Secondo elemento che si evince è che la rete IC, sorpassando il concetto di servizio universale per affacciarsi a quello di servizio complementare veloce parzialmente contribuito, si muove esclusivamente sulla rete che RFI (Rete Ferroviaria Italiana) definisce fondamentale (dopo le applicazioni del dlsg422/97) dove in buona parte si muovono, sulla stessa o sulla rete AV parallela, anche i treni a mercato.

Si ha quindi una connessione dei capoluoghi di regione che si sovrappone agli altri livelli della programmazione e non si ha, in molti casi, alcuna connessione dei territori importanti e distanti socioeconomicamente dai capoluoghi regionali fra di loro e con i punti d’interesse fondamentali del paese per una rete IC (a parte Milano e Roma, per esempio Malpensa e Bologna che è porta dell’Adriatica e del Brennero).

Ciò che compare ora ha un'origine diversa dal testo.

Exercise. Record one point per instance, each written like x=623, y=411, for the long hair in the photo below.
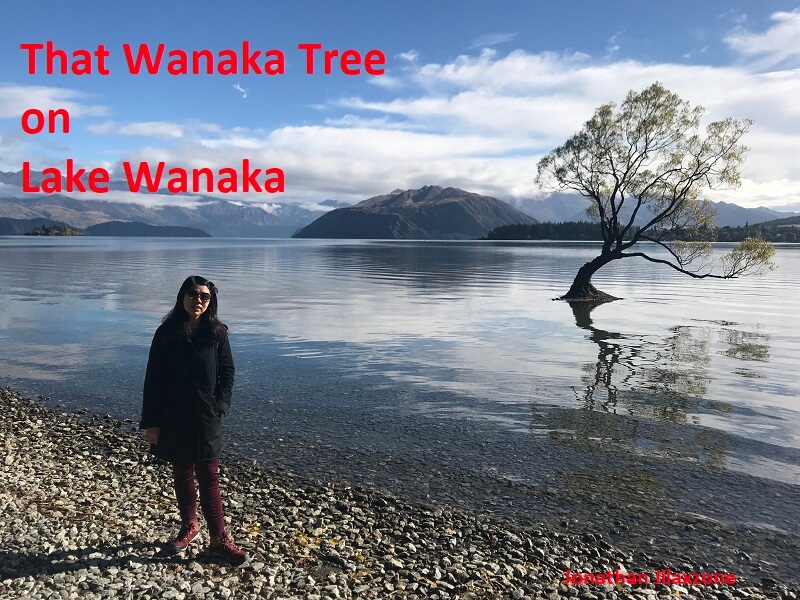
x=178, y=320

Come accennato a seguito dell’attuazione del dlgs 422/97 relativo alle deleghe alle regioni della programmazione ferroviaria “regionale” sono state derubricate a locali molte tratte che invece sono sempre state fondamentali e su cui i treni Intercity o sono scomparsi o non sono stati mai istituiti: in Piemonte la Torino – Savona e la Arona – Santhià (ora addirittura sospesa) che era parte della Domodossola – Torino.

Si evince quindi l’urgenza di una importante battaglia per una radicale revisione dell’attuale impostazione della rete intercity e tale battaglia ha come epicentro, nemmeno a farlo apposta, Alessandria che sembra un esempio di scuola come capoluogo raggiunto si’ da un servizio intercity, ma del tutto inefficace pur essendo un punto di diramazione della rete fondamentale e contemporaneamente punto di origine di molte linee complementari.

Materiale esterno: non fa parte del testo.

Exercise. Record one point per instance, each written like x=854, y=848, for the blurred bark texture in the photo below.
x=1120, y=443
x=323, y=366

In Alessandria, quindi, si incrociano maglie della rete fondamentale e della rete divenuta complementare che senza alcuna logica di gestione territoriale dalla programmazione intercity sono di fatto escluse non potendo considerare l’attuale offerta sul capoluogo alessandrino degna di essere prese in considerazione, anzi meritevole di cancellazione per reinvestirne in modo utile e appropriato le risorse.

Ecco che Alessandria si trova punto di incrocio di tre direttrici non percorse in modo sensibile da treni di categoria superiore e che fanno dello scalo un potenziale punto nodale non solo dei treni regionali, ma anche di quelle medio-lunghe percorrenze che tanto si dice, a livello nazionale, di voler incentivare per ridurre l’uso delle vezioni inquinanti come la strada e parzialmente l’aria.

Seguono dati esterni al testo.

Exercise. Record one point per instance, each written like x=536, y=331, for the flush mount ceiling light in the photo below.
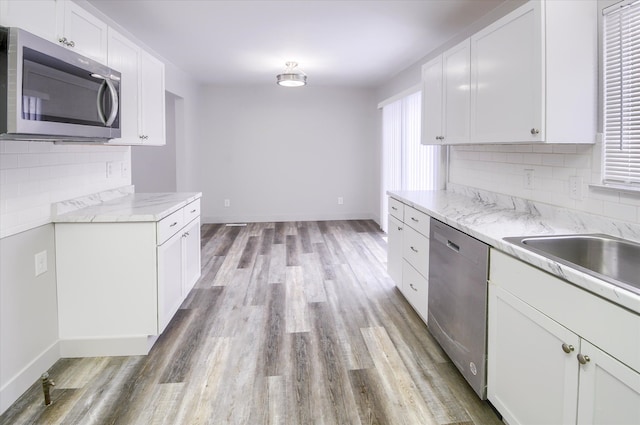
x=292, y=76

Ad Alessandria si dirama  una dorsale tirrenica (Torino – Alessandria – Genova – La Spezia) e una dorsale emiliano-adriatica (Torino  – Alessandria – Bologna) e su Alessandria potrebbe e dovrebbe convergere una dorsale Milano – Ponente Ligure integrativa che invece che da Genova dovrebbe passare da Acqui e Savona (Milano – Alessandria – Acqui – Savona – Ventimiglia) completando per davvero la copertura del territorio nazionale e sviluppando per  davvero quell’offerta di mobilità sostenibile che è strumento indispensabile dello sviluppo economico di un’area del Paese tanto lodata ad ogni transito di decisore, ma perennemente in un angolo durante l’erogazione dei servizi fondamentali.